Being of the "Western" school, I would have to say the Vicksburg campaign and the Tullahome-Chattanooga-Chickamauga campaign were the most clever.


Trajanus10 May 2018 3:51 p.m. PST

Can't say I'm of the "Western School" but I'd still say Vicksburg.

langobard Supporting Member of TMP10 May 2018 4:35 p.m. PST

Another vote for Vicksburg.

AussieAndy Supporting Member of TMP11 May 2018 2:53 a.m. PST

The one where Grant, Sherman, Lee and Jackson got together to fix the TMP bug and restore the search function.

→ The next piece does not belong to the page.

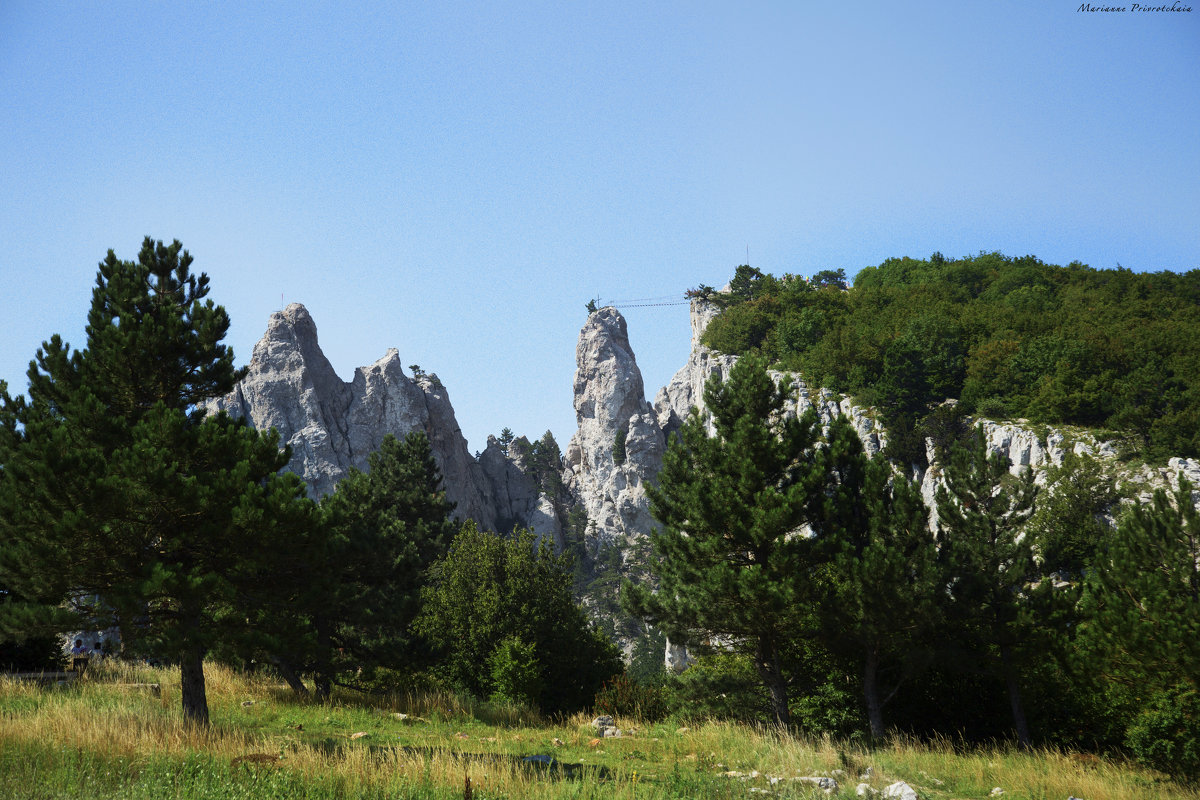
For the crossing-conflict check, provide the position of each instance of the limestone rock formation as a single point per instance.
(333, 425)
(612, 413)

Legion 411 May 2018 6:14 a.m. PST

That I think would be called "Alternate History" Andy ! evil grin

donlowry11 May 2018 7:43 a.m. PST

The really brilliant part of Grant's Vicksburg campaign came after he got across the river south of the city. Maneuvering his divisions to keep his left flank covered by the Big Black River while simultaneously threatening 1) Vicksburg, 2) Jackson, and 3) the railroad between them (especially the bridge over the Big Black), all the while keeping his divisions in supporting distance of each other, camped by sources of water, etc. Then the decision to cut loose from the river, chase off Joe Johnston and tear up the railroads around Jackson (so Confederates would have a hard time assembling units to threaten him from that direction), then turning on Pemberton and driving him into the defenses of Vicksburg. Halleck compared the campaign favorably with Napoleon's maneuvers about Ulm (not that I'm familiar with those).

Throw in sending Sherman to fake an attack on Chickasaw Bluffs while the rest of his army was crossing the Mississippi below the city, as well Grierson's raid (worthy of nomination on its own account) to further divert Pemberton's attention.